On September 27, 2013, the Fourth Department issued its Memorandum and Order in the matter of Zoeckler v State of New York, Slip Op 13-00148 [4th Dept. 2013]. In Zoeckler, plaintiff was granted permission from the Court of Claims to late file a claim against the State of New York. Plaintiff then served the claim on the Attorney General by regular mail instead of by certified mail, return receipt requested, as is required by Section 11 of the Court of Claims Act. Twenty (20) months after service of its answer the State of New York moved to dismiss the claim on the ground that the court lacked subject matter jurisdiction of the matter on the basis of the improper service.

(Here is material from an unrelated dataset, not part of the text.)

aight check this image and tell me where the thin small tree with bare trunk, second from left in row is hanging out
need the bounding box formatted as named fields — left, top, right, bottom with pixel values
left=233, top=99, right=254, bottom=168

In a unanimous decision, the Fourth Department affirmed the Court of Claims order which dismissed the claim. The Court reminded practitioners that “nothing less than strict compliance with the jurisdictional requirements of the Court of Claims Act is necessary.” Failure to properly serve the claim deprives the Court of Claims of subject matter jurisdiction. In addition, the Court held that the sixty (60) day waiver provision of CPLR 3211 was also not available to the claimant as failure to properly serve the claim does not result in a failure of personal jurisdiction but instead a failure of subject matter jurisdiction “which may not be waived.” Further, CPLR 2001 may not be used to correct the error as it is jurisdictional in nature. Accordingly, the claim was dismissed in its entirety.
A simple lesson is to be learned. Failing to strictly comply with the requirements contained in the Court of Claims Act is done so at your own peril. Simply serving by regular mail, rather than certified mail, is fatal. All counsel who practice in the Court of Claims would do well to remind themselves and maybe more importantly their staff, of the necessity that service occur by certified mail.